Boeing Safety Standards Questioned Following NASA Starliner Test Review

Boeing Safety Standards Questioned Following NASA Starliner Test Review

Boeing Safety Standards Questioned Following NASA Starliner Test Review

Thankfully, no-one was injured, but SpaceX still had to make an official investigation into the failure and fix the underlying issue (a leaky valve).

"To put it bluntly the issue that we're dealing with is we have numerous process [inconsistencies] in the software design, development and test cycle for Starliner", Loverro said, adding that the "issues you all know about are indicators of the software problems, but they are likely only symptoms of the real problem".

NASA and Boeing Co revealed on Friday the preliminary results of an ongoing joint investigation into a failed test in December involving the aerospace giant's Starliner spacecraft.

The panel has recommended reviews of Boeing's software and testing processes as "required input for a formal NASA review to determine flight readiness for either another uncrewed flight test, or proceeding directly to a crewed test flight", and Boeing issued a statement on Thursday (Feb. 6) saying that it has accepted the recommendation from the panel. SpaceX successfully completed a launch abort test last month at Cape Canaveral.

Starliner's failing was the most up to date major problem for Boeing, which is still reeling from 2 deadly collisions of its 737 Max airplane. The Service Module (SM) Disposal Sequence was incorrectly translated into the SM Integrated Propulsion Controller (IPC). Neither NASA nor Boeing has released any summary of that independent team's work prior to the statement. The service module's thrusters were undoubtedly going to fire in the wrong sequence, driving it back into the crew module.

The two different configurations of the vehicle, one with crew and service modules together and one with separate modules, require two different assignments for the engines. This should be taken incredibly seriously, as such an anomaly could kill every person onboard the spacecraft through either damage to the heatshield or structural damage to the capsule.

"In all, NASA says its evaluation of this assignment has discovered" 11 top-priority corrective actions" for Boeing. Communications between Starliner and ground control are relayed using NASA's network of Tracking and Data Relay Satellites, but "high noise" interfered with those signals, Mulholland said.

Regardless, at the time the second software issue was found, Boeing teams, working with NASA, transmitted up a software patch to prevent the issue from happening.

The IRT is also making significant progress on understanding the command dropouts encountered during the mission and is further investigating methods to make the Starliner communications system more robust on future missions.
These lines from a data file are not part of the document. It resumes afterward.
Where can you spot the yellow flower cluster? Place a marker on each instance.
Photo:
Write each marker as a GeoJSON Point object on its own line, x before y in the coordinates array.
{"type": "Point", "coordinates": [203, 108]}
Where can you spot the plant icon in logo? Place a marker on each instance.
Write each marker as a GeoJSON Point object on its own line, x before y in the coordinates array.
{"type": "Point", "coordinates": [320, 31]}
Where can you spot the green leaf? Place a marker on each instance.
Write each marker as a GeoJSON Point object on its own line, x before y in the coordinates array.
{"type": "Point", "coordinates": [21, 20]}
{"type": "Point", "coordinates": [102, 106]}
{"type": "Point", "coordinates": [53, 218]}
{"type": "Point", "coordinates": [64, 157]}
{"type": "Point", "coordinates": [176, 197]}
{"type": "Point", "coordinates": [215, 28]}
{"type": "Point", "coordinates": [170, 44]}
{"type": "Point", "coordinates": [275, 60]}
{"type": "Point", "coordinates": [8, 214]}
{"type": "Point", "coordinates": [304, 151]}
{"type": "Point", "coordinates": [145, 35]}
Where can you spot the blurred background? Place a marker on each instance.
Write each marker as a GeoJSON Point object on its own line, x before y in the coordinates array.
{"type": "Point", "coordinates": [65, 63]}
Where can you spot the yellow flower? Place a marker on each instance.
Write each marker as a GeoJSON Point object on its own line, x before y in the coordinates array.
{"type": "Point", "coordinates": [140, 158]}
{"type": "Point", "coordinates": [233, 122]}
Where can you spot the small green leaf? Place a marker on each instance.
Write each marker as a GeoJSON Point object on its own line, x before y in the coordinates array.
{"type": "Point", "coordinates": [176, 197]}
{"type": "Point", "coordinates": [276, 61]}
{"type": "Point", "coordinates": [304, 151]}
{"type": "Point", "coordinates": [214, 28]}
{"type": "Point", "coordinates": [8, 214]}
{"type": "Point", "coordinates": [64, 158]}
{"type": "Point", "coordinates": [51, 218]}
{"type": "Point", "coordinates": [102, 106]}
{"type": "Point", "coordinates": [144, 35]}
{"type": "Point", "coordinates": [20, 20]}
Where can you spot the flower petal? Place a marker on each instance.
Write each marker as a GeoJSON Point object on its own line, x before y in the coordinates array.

Patricia Sanders, chair of the panel, noted that NASA has made a decision to proceed with an "organizational safety assessment" with Boeing. "Our NASA oversight was insufficient. That's obvious and we recognize that", he said. Boeing's actions have resulted in widespread outrage, and other companies are rapidly exploiting the lack of trust or goodwill remaining for the brand. "I simply don't believe we have sufficient information now".

According to NASA and Boeing in the Friday afternoon teleconference, the second software issue was caught just hours before it would have destroyed Starliner when it attempted to reenter the atmosphere. Boeing will have to tread carefully in the following weeks, as both they and NASA decide what to do following this latest failure.